Uma mulher deu à luz neste domingo (26) no Hospital São Lucas, em Fernando de Noronha, apesar da regra que determina que os partos de moradoras da ilha sejam realizados no Recife. Segundo a Administração de Fernando de Noronha, a gestante chegou à unidade sem informar que estava grávida e já estava em trabalho de parto avançado, o que impossibilitou a transferência para o continente.

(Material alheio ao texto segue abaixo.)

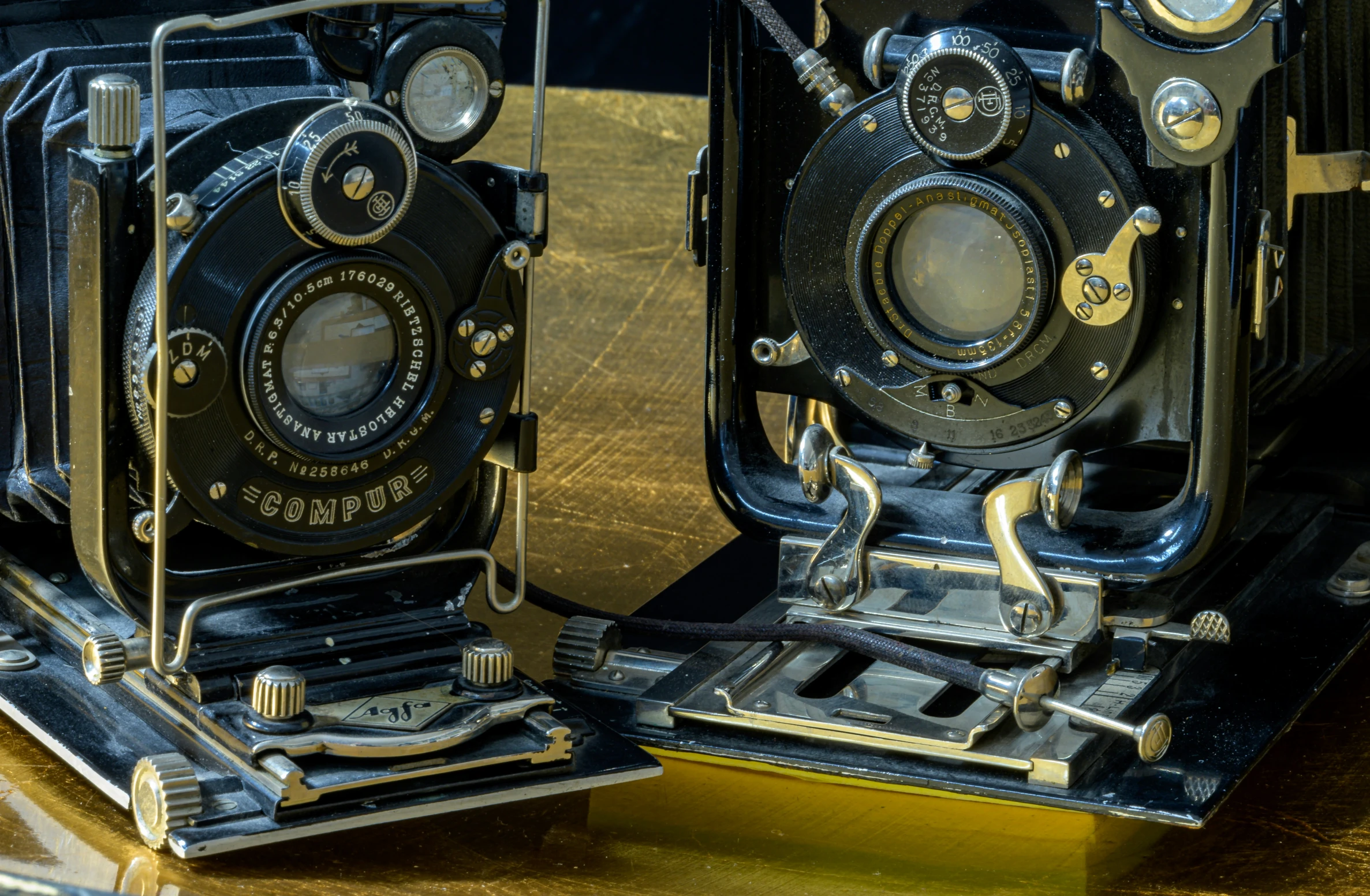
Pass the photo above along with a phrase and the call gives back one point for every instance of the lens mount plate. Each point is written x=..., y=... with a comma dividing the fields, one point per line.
x=1032, y=392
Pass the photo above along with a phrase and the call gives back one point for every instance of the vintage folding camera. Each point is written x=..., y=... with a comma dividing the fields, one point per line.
x=263, y=335
x=1051, y=288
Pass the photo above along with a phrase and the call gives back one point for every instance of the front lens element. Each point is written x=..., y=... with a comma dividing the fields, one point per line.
x=1200, y=10
x=958, y=273
x=339, y=354
x=445, y=94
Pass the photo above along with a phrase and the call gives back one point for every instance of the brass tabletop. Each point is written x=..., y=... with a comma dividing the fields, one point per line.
x=621, y=507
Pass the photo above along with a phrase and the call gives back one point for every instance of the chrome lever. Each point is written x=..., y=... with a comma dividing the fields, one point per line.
x=1028, y=606
x=838, y=576
x=1032, y=696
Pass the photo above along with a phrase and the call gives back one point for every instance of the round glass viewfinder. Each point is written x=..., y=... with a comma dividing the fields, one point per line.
x=955, y=266
x=445, y=94
x=958, y=273
x=339, y=354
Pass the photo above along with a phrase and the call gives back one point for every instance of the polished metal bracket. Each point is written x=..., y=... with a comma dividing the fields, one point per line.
x=158, y=596
x=768, y=353
x=1098, y=285
x=1321, y=173
x=838, y=576
x=1028, y=604
x=1266, y=287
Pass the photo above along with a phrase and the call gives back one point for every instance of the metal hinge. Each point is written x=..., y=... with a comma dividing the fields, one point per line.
x=696, y=211
x=516, y=447
x=531, y=207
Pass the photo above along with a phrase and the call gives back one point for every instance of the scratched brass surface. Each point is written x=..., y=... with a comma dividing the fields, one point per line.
x=621, y=507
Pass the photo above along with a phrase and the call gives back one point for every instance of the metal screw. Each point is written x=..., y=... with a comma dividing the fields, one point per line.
x=1026, y=618
x=1095, y=289
x=143, y=527
x=958, y=103
x=185, y=373
x=516, y=255
x=484, y=343
x=1185, y=114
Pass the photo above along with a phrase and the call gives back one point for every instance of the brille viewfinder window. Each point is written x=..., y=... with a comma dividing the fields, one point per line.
x=445, y=76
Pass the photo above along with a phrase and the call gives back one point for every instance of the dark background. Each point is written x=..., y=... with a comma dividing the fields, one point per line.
x=658, y=46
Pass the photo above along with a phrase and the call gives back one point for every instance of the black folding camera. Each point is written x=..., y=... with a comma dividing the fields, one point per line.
x=1052, y=288
x=263, y=333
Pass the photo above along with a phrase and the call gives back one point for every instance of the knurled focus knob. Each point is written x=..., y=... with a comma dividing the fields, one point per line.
x=965, y=96
x=103, y=658
x=278, y=693
x=113, y=124
x=487, y=662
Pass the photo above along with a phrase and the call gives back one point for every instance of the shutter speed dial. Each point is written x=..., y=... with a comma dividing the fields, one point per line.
x=347, y=174
x=965, y=96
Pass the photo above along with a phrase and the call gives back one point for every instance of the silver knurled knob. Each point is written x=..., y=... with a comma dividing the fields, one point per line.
x=278, y=693
x=583, y=644
x=488, y=662
x=103, y=658
x=113, y=121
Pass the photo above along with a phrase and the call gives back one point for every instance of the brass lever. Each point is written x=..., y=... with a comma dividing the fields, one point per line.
x=1321, y=171
x=1028, y=606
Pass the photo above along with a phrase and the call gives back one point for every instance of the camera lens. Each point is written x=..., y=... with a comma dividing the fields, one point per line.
x=957, y=266
x=958, y=272
x=339, y=354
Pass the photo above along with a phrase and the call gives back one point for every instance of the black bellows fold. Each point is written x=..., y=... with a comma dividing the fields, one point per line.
x=1320, y=328
x=43, y=113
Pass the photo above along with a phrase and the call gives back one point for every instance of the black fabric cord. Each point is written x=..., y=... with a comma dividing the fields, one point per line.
x=866, y=643
x=770, y=20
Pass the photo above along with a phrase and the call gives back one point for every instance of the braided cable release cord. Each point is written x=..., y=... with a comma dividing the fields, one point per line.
x=855, y=640
x=770, y=20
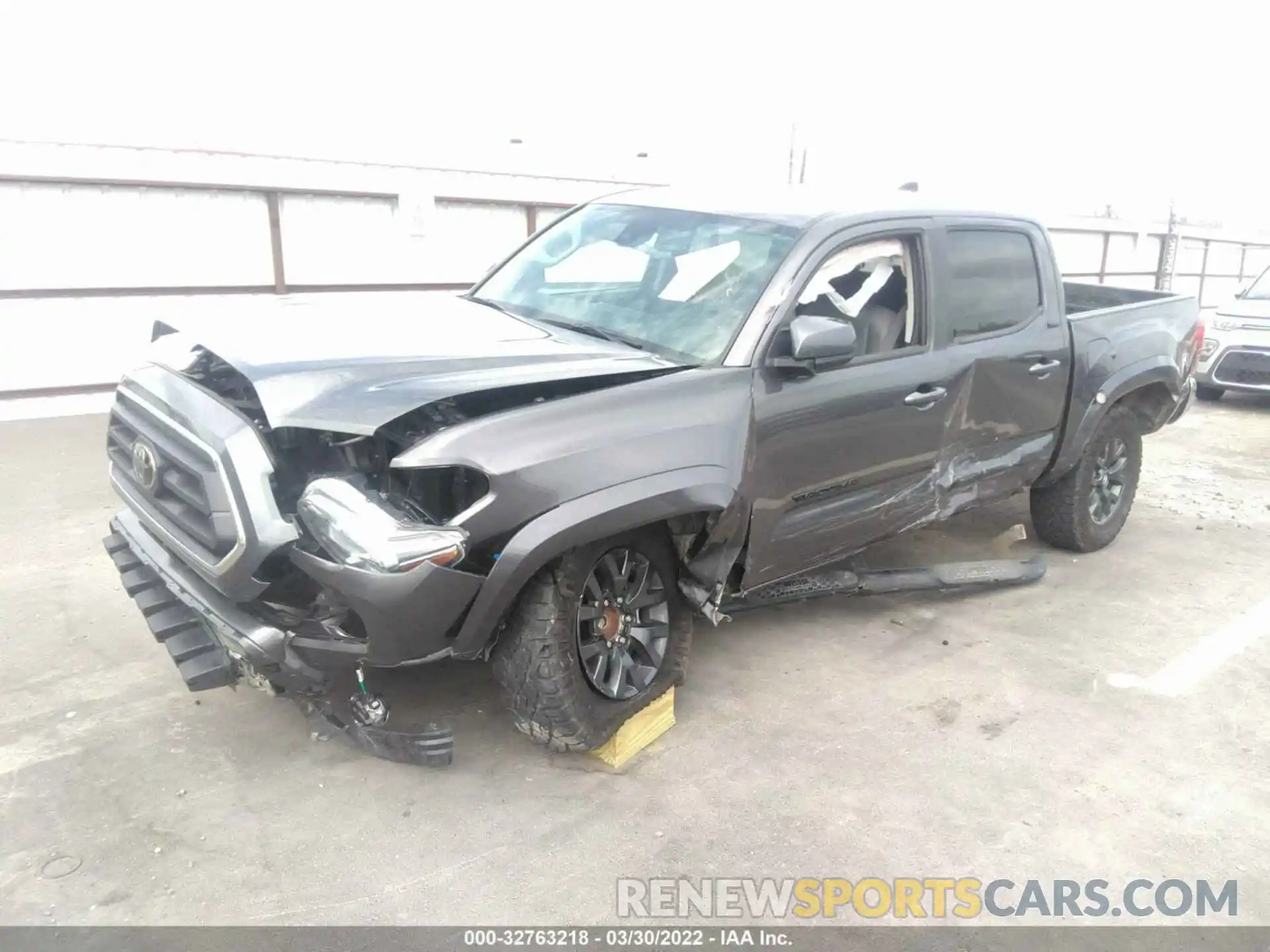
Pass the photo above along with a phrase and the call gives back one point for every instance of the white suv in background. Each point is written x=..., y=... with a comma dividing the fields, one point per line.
x=1236, y=353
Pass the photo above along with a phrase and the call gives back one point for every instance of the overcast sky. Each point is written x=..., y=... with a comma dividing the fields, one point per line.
x=1068, y=106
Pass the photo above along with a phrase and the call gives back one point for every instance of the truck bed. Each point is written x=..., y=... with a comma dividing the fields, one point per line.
x=1082, y=299
x=1122, y=339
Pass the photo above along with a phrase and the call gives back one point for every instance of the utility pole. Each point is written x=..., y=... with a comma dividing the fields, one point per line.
x=1169, y=253
x=789, y=178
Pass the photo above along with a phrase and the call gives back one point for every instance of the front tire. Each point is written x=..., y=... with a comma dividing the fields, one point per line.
x=567, y=617
x=1086, y=509
x=1208, y=394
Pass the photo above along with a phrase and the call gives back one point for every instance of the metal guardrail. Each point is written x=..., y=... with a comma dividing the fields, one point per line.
x=1171, y=245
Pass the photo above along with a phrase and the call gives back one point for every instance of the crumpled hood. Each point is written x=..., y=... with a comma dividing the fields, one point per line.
x=352, y=362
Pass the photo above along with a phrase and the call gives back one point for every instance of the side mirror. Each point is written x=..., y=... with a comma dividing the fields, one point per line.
x=814, y=338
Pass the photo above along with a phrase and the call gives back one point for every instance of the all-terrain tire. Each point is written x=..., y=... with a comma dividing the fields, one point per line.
x=1061, y=510
x=1208, y=394
x=536, y=660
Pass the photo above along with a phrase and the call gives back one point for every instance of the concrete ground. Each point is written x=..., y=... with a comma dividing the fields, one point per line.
x=1109, y=723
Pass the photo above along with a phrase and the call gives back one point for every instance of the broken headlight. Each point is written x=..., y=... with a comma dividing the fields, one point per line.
x=365, y=534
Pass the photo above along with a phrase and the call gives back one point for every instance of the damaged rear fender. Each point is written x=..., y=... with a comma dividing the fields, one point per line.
x=628, y=506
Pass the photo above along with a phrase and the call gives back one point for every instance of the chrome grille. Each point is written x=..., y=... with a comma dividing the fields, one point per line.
x=1248, y=368
x=187, y=494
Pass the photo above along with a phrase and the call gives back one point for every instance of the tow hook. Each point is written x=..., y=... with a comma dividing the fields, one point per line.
x=432, y=746
x=368, y=710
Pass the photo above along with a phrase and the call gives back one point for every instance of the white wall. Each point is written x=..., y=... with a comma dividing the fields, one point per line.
x=394, y=225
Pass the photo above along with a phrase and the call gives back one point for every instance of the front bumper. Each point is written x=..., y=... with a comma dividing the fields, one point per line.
x=1238, y=367
x=215, y=641
x=211, y=639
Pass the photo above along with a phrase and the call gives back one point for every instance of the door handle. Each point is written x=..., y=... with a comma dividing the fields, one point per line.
x=925, y=397
x=1043, y=367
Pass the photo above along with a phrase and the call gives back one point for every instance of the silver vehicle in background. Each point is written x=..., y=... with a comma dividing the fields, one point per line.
x=1236, y=353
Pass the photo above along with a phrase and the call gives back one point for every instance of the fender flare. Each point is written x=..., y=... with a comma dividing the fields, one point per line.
x=607, y=512
x=1119, y=385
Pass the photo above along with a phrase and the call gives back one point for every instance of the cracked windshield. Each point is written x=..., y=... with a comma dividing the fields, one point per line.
x=675, y=282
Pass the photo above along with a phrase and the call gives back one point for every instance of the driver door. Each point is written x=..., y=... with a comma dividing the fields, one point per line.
x=846, y=455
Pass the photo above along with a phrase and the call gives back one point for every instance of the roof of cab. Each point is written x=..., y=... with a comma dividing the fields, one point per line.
x=800, y=205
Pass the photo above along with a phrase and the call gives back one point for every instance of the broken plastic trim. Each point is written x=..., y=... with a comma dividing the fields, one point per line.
x=990, y=573
x=432, y=746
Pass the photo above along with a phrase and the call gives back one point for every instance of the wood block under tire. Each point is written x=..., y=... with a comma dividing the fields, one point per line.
x=639, y=731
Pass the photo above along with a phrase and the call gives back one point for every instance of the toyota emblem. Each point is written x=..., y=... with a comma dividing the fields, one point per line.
x=145, y=465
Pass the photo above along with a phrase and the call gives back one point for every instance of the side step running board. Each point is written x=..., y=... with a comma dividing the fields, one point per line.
x=934, y=578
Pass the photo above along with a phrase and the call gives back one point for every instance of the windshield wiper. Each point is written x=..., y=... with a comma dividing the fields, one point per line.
x=593, y=332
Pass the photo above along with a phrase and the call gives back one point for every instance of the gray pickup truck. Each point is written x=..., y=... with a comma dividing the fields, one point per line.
x=662, y=404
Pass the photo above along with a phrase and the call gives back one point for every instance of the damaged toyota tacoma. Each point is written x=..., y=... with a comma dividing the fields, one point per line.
x=661, y=408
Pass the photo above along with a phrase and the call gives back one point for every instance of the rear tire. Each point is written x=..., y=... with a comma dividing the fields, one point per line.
x=538, y=658
x=1208, y=394
x=1076, y=513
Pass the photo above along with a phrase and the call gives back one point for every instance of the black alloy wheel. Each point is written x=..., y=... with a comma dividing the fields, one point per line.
x=622, y=623
x=1107, y=488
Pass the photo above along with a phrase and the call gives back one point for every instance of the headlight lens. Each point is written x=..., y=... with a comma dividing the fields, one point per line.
x=362, y=534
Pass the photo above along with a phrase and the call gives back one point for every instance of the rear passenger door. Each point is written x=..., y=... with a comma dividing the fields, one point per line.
x=1000, y=314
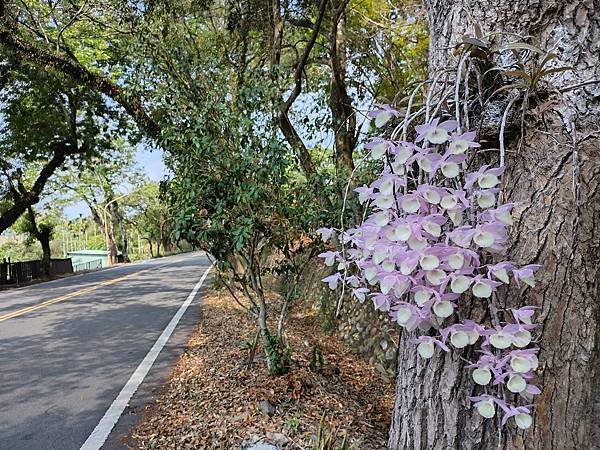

O bebê é um menino.
De acordo com a administração, durante o atendimento inicial a paciente negou a gestação. Diante da suspeita da equipe médica, foi realizado um exame de Beta HCG, que confirmou uma gravidez de 41 semanas.
O parto foi realizado pela equipe multiprofissional do Hospital São Lucas, seguindo os protocolos médicos. A mulher, que trabalha em uma pousada e mora temporariamente na ilha, e o recém-nascido passam bem e permanecem em estado clínico estável.
Como medida preventiva, o Grupamento Tático Aéreo (GTA) foi colocado de sobreaviso para uma eventual transferência da mãe e do bebê a uma unidade de referência no Recife, caso haja necessidade de atendimento especializado.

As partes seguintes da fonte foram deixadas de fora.